I think It is also to reduce/limit support requests (especially in case of paid plans), so when customers do things that are not officially supported, they are on their own if something breaks. Of course if anything is included in the official docs and users/customers run into errors following these, they have good reason to complain or request support to fix etc. So it is important to define strict lines. And moving data post-install seems to imply too many (unexpected) risks to support that and allow official support requests it follow-up issues happen.

Yeah some parts of the official docs apply to that as well IMO. Some of the information is quite much scattered across different pages and not too well linked. It is not easy due to the vast amount of different possible setups. In cases I would like to have a cleaner red line for the install/setup process in a way “IF that is your case, THEN you go on here”, so one is well guided through the particular relevant pages of the wiki in a well defined order. But yeah that is usually a task for the community as well, based on their experience and their knowledge/background etc. The developers of course have their understanding/knowledge that might go far beyond usual user knowledge thus result in docs with less step-by-step character. Also with limited men power/financial resources it is always a question how much effort you want to put into documentation vs development. Finally we are in the Linux world where a certain base knowledge and in case reading/research is required to build up an own server anyway. And the particular needs/setups differ heavily.

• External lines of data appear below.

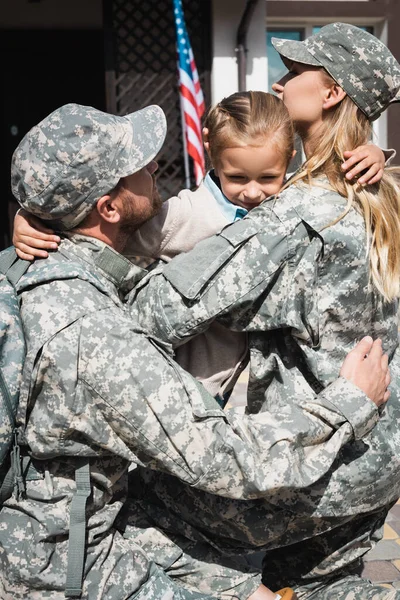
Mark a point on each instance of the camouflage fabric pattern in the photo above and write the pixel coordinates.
(95, 384)
(77, 329)
(302, 293)
(347, 588)
(360, 63)
(77, 154)
(12, 354)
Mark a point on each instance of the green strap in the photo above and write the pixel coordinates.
(16, 271)
(7, 258)
(7, 486)
(77, 532)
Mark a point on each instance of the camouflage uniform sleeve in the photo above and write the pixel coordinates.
(151, 409)
(231, 273)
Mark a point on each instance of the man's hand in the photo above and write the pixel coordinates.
(367, 367)
(366, 162)
(262, 593)
(31, 238)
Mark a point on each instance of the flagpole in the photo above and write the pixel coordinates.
(184, 144)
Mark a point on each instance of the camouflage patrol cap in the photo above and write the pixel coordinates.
(77, 154)
(361, 64)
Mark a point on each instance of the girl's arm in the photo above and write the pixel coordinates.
(367, 163)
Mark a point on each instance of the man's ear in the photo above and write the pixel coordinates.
(107, 207)
(333, 96)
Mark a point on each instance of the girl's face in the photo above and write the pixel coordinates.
(303, 90)
(249, 174)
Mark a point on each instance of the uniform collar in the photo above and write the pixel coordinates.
(115, 267)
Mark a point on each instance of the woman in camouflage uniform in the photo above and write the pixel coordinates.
(305, 274)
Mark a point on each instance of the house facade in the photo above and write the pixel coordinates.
(119, 55)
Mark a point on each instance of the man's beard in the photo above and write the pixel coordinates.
(131, 220)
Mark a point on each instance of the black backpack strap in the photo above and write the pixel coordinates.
(77, 531)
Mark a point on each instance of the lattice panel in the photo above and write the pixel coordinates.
(146, 72)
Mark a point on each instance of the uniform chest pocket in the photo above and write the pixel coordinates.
(191, 273)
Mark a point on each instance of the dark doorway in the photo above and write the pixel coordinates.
(41, 70)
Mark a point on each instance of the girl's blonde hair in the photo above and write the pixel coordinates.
(346, 128)
(248, 118)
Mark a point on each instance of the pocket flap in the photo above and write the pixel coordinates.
(190, 273)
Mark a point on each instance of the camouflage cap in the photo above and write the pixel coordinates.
(77, 154)
(361, 64)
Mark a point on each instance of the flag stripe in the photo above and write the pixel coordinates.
(191, 94)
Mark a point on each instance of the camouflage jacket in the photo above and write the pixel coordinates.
(301, 291)
(96, 385)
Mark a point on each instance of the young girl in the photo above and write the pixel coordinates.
(249, 138)
(319, 266)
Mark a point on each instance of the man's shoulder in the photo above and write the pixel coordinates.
(57, 292)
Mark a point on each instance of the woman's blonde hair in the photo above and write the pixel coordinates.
(248, 118)
(346, 128)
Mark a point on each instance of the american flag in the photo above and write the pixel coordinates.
(191, 95)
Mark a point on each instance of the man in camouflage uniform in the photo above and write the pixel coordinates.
(302, 292)
(98, 392)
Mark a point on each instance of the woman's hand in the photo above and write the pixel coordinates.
(367, 367)
(31, 238)
(367, 162)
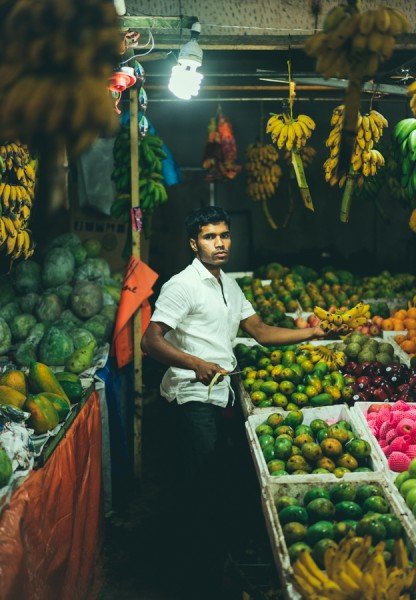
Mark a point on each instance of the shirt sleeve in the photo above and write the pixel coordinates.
(173, 304)
(247, 309)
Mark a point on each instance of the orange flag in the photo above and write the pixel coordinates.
(137, 288)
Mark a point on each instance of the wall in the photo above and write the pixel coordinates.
(365, 244)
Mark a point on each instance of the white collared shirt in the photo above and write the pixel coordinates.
(204, 323)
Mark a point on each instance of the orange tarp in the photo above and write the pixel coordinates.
(51, 532)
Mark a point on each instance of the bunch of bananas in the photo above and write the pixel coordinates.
(365, 159)
(56, 89)
(152, 191)
(411, 91)
(353, 44)
(16, 198)
(263, 172)
(307, 154)
(333, 358)
(355, 570)
(289, 133)
(343, 320)
(404, 136)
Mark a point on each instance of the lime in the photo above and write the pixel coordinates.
(318, 424)
(274, 420)
(315, 492)
(294, 532)
(284, 501)
(318, 552)
(341, 492)
(293, 514)
(264, 430)
(320, 508)
(365, 491)
(378, 504)
(348, 510)
(319, 531)
(295, 550)
(294, 418)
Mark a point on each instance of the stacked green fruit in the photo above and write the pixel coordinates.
(404, 135)
(152, 192)
(326, 515)
(291, 448)
(288, 378)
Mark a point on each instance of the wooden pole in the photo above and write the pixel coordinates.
(135, 201)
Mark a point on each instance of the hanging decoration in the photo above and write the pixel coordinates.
(220, 150)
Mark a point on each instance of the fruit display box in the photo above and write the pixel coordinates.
(272, 491)
(330, 414)
(359, 410)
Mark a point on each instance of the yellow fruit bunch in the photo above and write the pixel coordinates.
(17, 188)
(307, 154)
(263, 172)
(343, 320)
(290, 133)
(411, 91)
(365, 159)
(353, 43)
(356, 570)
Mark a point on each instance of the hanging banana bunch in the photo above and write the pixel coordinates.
(263, 175)
(366, 160)
(351, 46)
(16, 198)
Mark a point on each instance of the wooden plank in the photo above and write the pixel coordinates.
(135, 201)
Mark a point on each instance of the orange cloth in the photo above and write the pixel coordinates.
(51, 531)
(137, 288)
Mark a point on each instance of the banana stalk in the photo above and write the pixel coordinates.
(347, 196)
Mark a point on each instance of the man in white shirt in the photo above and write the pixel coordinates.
(192, 330)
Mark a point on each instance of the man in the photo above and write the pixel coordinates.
(195, 322)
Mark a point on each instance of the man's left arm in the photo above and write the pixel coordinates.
(275, 336)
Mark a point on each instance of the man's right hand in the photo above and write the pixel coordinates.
(205, 371)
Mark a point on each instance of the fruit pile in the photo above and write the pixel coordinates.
(292, 448)
(16, 197)
(360, 348)
(152, 190)
(354, 569)
(326, 515)
(365, 159)
(288, 132)
(372, 382)
(406, 484)
(289, 378)
(394, 427)
(45, 396)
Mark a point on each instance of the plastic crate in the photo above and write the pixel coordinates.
(328, 413)
(280, 552)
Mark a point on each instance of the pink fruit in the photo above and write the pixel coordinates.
(405, 426)
(398, 462)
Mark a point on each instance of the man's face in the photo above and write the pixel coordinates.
(213, 244)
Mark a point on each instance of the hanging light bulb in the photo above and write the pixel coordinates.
(185, 80)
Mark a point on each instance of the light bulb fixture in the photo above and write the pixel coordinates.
(185, 80)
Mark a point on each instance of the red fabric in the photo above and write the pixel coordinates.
(51, 532)
(137, 288)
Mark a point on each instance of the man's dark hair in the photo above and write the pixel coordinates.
(204, 216)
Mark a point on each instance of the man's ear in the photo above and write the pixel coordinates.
(193, 245)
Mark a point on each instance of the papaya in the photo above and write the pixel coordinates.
(6, 468)
(9, 395)
(61, 406)
(16, 380)
(43, 415)
(41, 379)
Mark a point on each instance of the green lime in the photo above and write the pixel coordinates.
(313, 493)
(293, 514)
(319, 531)
(294, 532)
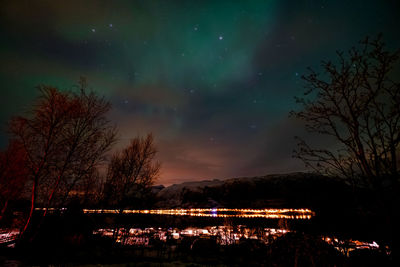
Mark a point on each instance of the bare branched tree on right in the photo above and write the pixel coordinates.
(356, 101)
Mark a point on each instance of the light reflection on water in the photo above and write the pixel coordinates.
(296, 214)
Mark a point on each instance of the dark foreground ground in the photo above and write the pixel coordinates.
(69, 241)
(289, 250)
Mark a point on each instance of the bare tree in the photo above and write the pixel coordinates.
(64, 136)
(356, 102)
(132, 171)
(13, 174)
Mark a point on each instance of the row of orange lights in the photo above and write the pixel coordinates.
(244, 213)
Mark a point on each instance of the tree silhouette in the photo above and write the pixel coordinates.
(64, 136)
(131, 172)
(13, 174)
(356, 101)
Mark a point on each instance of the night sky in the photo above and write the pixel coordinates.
(213, 80)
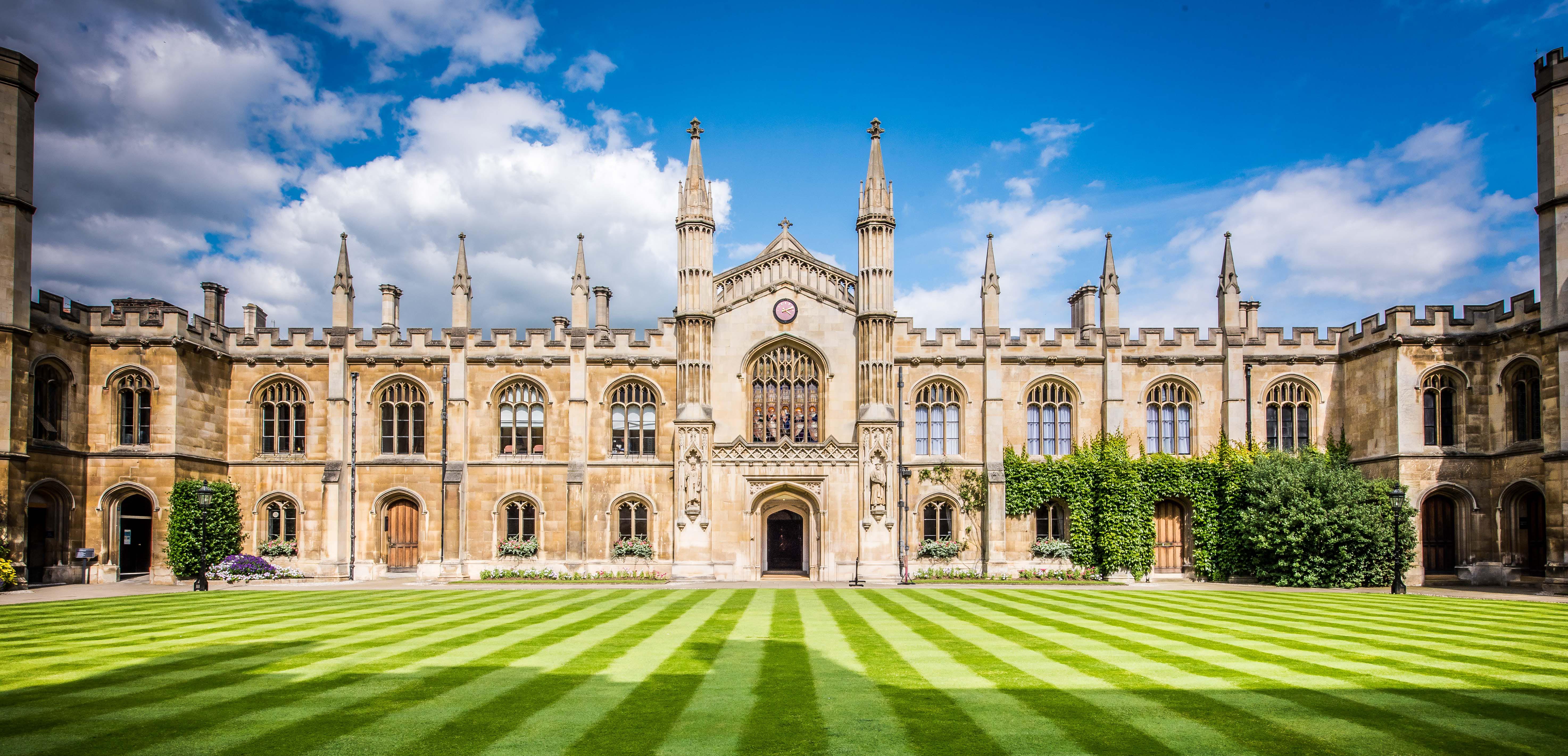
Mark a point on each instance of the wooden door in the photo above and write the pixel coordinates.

In the end I rarely find any open source Linux software that is as well documented as Nextcloud if you take docs+forum together. I maintain/contribute to a lightweight Debian-based OS that offers automated installs for 3rd party software that usually requires a lot of manual install/setup steps. And the amount of totally limited and outdated docs and such that simply miss important dependencies or expect certain OS setups that are simply not present in most cases, is shocking. When adding ARM devices with their different manual kernel and bootloader builds and of course the incompatible CPU architectures, this becomes even worse.